V | LIVRO VI - A NOITE FOI PASSADA EM CLARO

158 10 0
                                    

I — O dia 16 de Fevereiro de 1833

A noite de 16 para 17 de Fevereiro de 1833 foi uma noite abençoada. Teve por cima da sua escuridão o céu aberto.

Foi a noite de núpcias de Mário com Cosette.

O dia havia sido delicioso.

Não fora, é Verdade, a festa azul delineada por Gillenormand; uma cena como as dos contos de fadas, animada por uma multidão de querubins e cupidos, volteando por cima da cabeça dos noivos, um casamento digno de figurar num quadro para pôr por cima de uma porta; mas fora um suave e risonho espectáculo.

A moda do casamento em 1833 não era como a de hoje.
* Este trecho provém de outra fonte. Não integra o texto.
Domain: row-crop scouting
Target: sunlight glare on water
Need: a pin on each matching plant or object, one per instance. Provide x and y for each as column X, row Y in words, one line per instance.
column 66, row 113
A França ainda não tinha adoptado da Inglaterra a suprema delicadeza do marido arrebatar a noiva, deitar a fugir com ela, apenas transposto o limiar da igreja, esconder-se com vergonha da própria ventura e combinar os modos de um bancarroteiro com os arroubos do cântico dos cânticos.

Não era ainda compreendido o que há de casto, delicado e decente em levar o seu paraíso aos solavancos dentro de uma sege de aluguer, entremear o seu mistério com estalos de chicote, em tomar por leito nupcial uma cama de estalagem, em deixar após si, na alcova banal paga a tanto por noite, a mais sagrada das recordações da vida, confundida com os galanteios trocados entre o cocheiro de diligência e a criada de estalagem.

Na actual metade do século XIX, já não basta o maire, com a sua faixa, o padre e a sua estola, a lei e Deus; é necessário ;que sejam completados pelo postilhão de Longjumeau; jaqueta azul de canhões vermelhos e botões de guizos, calções de pele verde, pragas contra os cavalos normandos de cauda atada, galões falsos, chapéu de oleado, cabelos empoados, grande chicote e batas até ao meio da perna.

A França não leva ainda a elegância a ponto de, como a nobility inglesa, fazer chover sobre a sege de posta que conduz os noivos uma saraivada de sapatos e chinelos velhos, em memória de Churchill, depois Marlborough ou Malforouk, acometido no dia do seu casamento por uma cólera de tia que bons resultados lhe trouxe. Verdade, verdade, os chinelos velhos ainda não fazem parte das nossas solenidades nupciais, mas uma vez que o bom gosto continue a difundir-se, certo estamos de que também entre nós pegará a moda.

Em 1833, que ainda não vai há cem anos, não se usavam os casamentos a galope, hoje tanto em voga.

Julgava-se, nessa época — «forte extravagância! Que o casamento é uma festa íntima e. social, que um banquete patriarcal em nada faz desmerecer uma solenidade doméstica, que a alegria, ainda que excessiva, uma vez que seja honesta nenhum mal faz à ventura, e que, finalmente, é venerando e conveniente que a fusão dos dois destinos de que há-de sair a família tenha princípio em casa, e, que o casal tenha desde esse momento por testemunha a câmara nupcial.

Impudentes, que levavam o seu arrojo a ponto de se casarem em casa!

O casamento, pois, teve lugar em casa de Gillenormand, segundo essa moda, hoje caduca.

Por mais natural e ordinário que seja um casamento, há sempre suas complicações na publicação dos banhos, no lavrar das escrituras, nos requisitos civis e eclesiásticos. Por conseguinte, o casamento dos dois jovens deitou a 16 de Fevereiro.

Ora sucedeu — apontamos esta particularidade simplesmente como prova da nossa exactidão — sucedeu, dizíamos, que o dia 16 de Fevereiro caiu numa terça-feira de entrudo. Deu isto lugar a hesitações e. escrúpulos, principalmente da parte da tia Gillenormand.

— Dia de entrudo! — exclamou o avô. — Melhor! Como diz o rifão:

Mariage un mardi gras

N'aura point d'enfants ingrats.

— Nada de demoras. Deixemo-nos disso! Seja no dia 16. Ou tu queres que seja mais adiante, Mário?